Intermediate representation in rule-based machine translation for the Uralic languages\footnotepubrights This work is licensed under a Creative Commons AttributionâNoDerivatives 4.0 International Licence. Licence details: \urlhttp://creativecommons.org/licenses/by-nd/4.0/. Original publication in proceedings of second IWCLUL held in Szeged 2016
Abstract
This paper presents some of the major obstacles and challenges in creating machine translation systems between Uralic languages where the intermediate representation is based on morphology and syntax. The Uralic languages are very alike in many ways: similar case inventories, word order and non-finite clause forms. However current rule-based grammatical resources take many different approaches to encoding this information. These approaches are sometimes based on legacy or traditional grammatical description, important for making the tools comfortable for linguists, but sometimes based on arbitrary and incompatible decisions. This paper presents an overview of some of the issues in working with existing tools and representations and provides some guidelines and suggestions to facilitate future work.
1 Introduction
Creating rule-based machine translation (RBMT) systems is a process where one creates a mapping between units of source language and target language. The units can be different depending on the approach to the problem, i.e., on scale of translating word-forms to word-forms to translating via an intermediate abstract universal language, or an interlingua. In this article we study the approach of using just morphological analysis with the Uralic languages. The problem of such a system is that, even when morphologies of the closely related Uralic languages are expected to match, there are often engineering issues that make the work more tedious and cumbersome than necessary. Minimising the amount of simple engineering work is vital for making rule-based machine attractive to linguists and programmers alike.
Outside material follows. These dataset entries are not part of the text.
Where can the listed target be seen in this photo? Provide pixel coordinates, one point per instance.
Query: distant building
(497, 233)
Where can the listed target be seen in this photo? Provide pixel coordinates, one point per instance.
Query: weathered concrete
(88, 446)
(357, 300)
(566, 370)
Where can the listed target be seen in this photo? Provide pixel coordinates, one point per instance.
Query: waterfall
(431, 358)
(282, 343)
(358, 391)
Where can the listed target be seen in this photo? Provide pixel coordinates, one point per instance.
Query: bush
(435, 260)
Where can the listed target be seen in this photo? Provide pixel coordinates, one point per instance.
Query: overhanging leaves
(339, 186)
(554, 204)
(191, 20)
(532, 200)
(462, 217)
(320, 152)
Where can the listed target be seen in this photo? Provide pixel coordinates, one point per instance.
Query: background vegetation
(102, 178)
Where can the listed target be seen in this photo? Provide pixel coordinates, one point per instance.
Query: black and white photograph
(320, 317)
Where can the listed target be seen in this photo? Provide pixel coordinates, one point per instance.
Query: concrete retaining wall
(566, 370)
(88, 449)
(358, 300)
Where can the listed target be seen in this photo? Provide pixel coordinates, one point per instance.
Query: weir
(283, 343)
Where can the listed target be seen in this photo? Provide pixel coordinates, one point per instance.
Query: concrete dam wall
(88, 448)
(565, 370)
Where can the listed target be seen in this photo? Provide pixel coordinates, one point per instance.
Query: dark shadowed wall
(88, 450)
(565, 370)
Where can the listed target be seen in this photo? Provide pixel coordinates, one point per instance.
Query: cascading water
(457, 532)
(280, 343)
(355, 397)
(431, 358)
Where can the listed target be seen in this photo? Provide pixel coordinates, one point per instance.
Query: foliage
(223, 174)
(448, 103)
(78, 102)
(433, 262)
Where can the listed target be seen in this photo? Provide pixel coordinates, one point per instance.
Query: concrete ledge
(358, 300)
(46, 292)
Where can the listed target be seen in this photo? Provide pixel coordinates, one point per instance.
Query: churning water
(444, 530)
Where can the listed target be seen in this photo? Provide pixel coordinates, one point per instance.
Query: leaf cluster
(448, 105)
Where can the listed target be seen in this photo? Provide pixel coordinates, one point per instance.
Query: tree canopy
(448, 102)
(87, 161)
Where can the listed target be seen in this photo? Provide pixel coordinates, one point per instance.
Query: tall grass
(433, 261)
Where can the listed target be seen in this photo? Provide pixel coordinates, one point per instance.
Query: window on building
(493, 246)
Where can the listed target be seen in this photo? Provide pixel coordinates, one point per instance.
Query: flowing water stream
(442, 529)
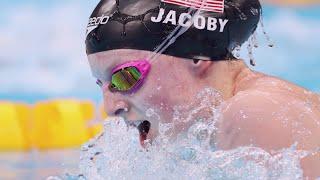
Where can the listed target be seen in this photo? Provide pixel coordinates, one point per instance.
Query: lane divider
(47, 125)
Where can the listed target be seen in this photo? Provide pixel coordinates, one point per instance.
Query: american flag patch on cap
(206, 5)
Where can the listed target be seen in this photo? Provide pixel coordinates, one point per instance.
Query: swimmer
(161, 54)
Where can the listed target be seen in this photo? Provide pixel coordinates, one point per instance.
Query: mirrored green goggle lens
(125, 79)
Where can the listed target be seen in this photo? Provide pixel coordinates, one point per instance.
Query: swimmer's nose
(116, 108)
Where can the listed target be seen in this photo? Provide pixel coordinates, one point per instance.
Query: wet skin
(257, 109)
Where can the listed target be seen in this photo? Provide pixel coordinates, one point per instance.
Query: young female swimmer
(136, 47)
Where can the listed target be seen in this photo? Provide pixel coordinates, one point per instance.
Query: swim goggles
(128, 77)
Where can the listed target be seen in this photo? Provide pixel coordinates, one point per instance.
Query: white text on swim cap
(95, 21)
(186, 20)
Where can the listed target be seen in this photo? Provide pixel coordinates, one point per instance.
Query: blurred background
(50, 104)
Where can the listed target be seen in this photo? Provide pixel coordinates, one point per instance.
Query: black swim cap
(145, 25)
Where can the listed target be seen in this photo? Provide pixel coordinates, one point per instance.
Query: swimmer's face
(172, 82)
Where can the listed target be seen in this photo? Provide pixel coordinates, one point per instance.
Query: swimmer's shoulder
(262, 111)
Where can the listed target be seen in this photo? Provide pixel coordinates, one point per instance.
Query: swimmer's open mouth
(143, 127)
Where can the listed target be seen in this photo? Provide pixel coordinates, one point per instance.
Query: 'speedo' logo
(94, 22)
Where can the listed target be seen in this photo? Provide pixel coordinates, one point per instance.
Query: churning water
(117, 153)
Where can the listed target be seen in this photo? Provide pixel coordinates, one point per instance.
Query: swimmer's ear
(200, 67)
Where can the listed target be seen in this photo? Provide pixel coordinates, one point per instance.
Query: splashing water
(117, 154)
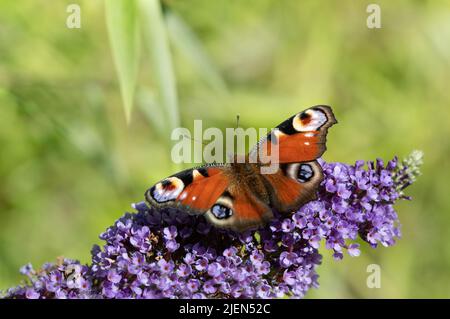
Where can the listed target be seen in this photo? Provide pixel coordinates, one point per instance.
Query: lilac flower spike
(168, 254)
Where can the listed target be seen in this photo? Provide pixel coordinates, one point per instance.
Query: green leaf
(161, 60)
(187, 42)
(123, 28)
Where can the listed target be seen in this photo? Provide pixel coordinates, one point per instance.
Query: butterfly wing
(194, 190)
(293, 185)
(212, 192)
(300, 140)
(302, 137)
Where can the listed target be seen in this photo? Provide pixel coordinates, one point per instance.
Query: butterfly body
(238, 195)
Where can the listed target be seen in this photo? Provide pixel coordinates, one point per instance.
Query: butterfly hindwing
(212, 192)
(293, 185)
(194, 190)
(302, 137)
(238, 209)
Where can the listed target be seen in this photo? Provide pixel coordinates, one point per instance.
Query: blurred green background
(70, 164)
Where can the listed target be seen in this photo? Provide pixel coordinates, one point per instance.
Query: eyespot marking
(167, 190)
(301, 172)
(309, 120)
(220, 211)
(305, 173)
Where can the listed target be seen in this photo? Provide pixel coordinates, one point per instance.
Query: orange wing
(209, 191)
(194, 190)
(301, 138)
(294, 185)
The rest of the article is structured as follows: first we describe the backgrounds of the problem in 2, then we introduce the resources we are going to use in 3, we suggest some common best practices in 6, in 7 we briefly describe universal parts-of-speech and morphological features, and finally in 8 we provide some short concluding remarks.
2 Background
RBMT is a popular way of developing high-quality machine translations between related languages [1]. The building of an RBMT system rapidly for related languages is possible, as has been done with, e.g. Dutch and Afrikaans [5]. A wide-coverage machine translation requires wide-coverage lexical resources for the languages. Developing an analyser to a stage where it is usable by multiple applications, including RBMT, can take years, so it is often a good idea to use readily available resources instead of re-writing a new analyser from the scratch. However, the majority of existing analysers are made with language-dependent annotation systems, which unnecessarily complicate the description of machine translation. It should be clear, that if two related languages use the same morphological and syntactic structures to describe a phenomenon, a rule mapping between the two should be entirely trivial. This is not the case when taking most off-the-shelf analysers for contemporary Uralic morphologies. Table 1 shows an example of the morphological annotation of five Uralic languages for a simple five-word sentence.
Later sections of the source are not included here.